その仕草は焦っているのに、"可愛い女の子の必死さ"がそのまま出てしまっていた。
だがユヅキは止まらない。
「最初から上手くできたら褒めてもらえるって思ってたらしい。もしかしたら、松前くんから誘ってくれたりするかもって」
「ちが…ちがくもないけど。カラオケもあたしの方が全然ダメだったから。

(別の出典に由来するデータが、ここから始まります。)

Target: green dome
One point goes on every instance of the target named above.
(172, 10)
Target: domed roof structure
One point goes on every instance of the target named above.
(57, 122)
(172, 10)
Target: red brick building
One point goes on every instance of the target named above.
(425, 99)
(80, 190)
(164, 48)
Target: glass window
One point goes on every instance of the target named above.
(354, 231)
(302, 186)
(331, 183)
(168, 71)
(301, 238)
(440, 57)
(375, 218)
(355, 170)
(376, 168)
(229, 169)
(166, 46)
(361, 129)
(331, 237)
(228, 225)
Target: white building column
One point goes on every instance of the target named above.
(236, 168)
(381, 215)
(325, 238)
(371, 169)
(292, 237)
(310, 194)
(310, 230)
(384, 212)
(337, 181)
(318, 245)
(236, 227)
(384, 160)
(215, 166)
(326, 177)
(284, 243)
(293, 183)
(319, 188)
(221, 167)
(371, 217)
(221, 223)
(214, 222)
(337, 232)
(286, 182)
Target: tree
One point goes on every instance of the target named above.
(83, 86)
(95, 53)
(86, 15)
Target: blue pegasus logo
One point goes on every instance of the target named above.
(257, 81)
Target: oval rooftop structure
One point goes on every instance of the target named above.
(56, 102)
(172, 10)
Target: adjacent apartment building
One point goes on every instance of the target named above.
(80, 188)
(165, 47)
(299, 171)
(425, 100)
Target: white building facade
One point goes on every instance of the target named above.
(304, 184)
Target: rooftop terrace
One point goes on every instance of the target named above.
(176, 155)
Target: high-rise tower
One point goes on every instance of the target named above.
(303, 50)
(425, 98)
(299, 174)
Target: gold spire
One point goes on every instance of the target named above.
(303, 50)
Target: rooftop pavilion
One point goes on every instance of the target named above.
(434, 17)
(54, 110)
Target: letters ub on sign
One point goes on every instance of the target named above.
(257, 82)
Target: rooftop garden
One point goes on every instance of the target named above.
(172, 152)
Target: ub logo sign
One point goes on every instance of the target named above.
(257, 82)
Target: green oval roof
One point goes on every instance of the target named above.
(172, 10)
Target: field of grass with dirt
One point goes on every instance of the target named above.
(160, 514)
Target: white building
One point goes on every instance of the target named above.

ちゃんとできるようになってからの方が、松前くん楽しいかなって…」
言い訳の途中で、声がどんどん小さくなる。
目線も落ちていき、指先がぎゅっと絡まる。
(……それ、全部"最初からオレ前提"かよ)
マサキの中で、その事実だけが静かに落ちた。
横でユヅキが肩をすくめる。
「青春だな…」
リサは即座に顔を上げた。
「うるさい」
小さく怒る声すら、どこか照れを隠しきれていない。
そのまま、目が再びマサキへ向く。
空気が一瞬だけ止まる。
マサキは短く言った。
「……最初から言え」
それだけだった。
リサは一瞬だけ目を伏せ、それから小さく息を吐く。
「……ごめん」
その声は、さっきまでの強さも言い訳もなく、ただ素直だった。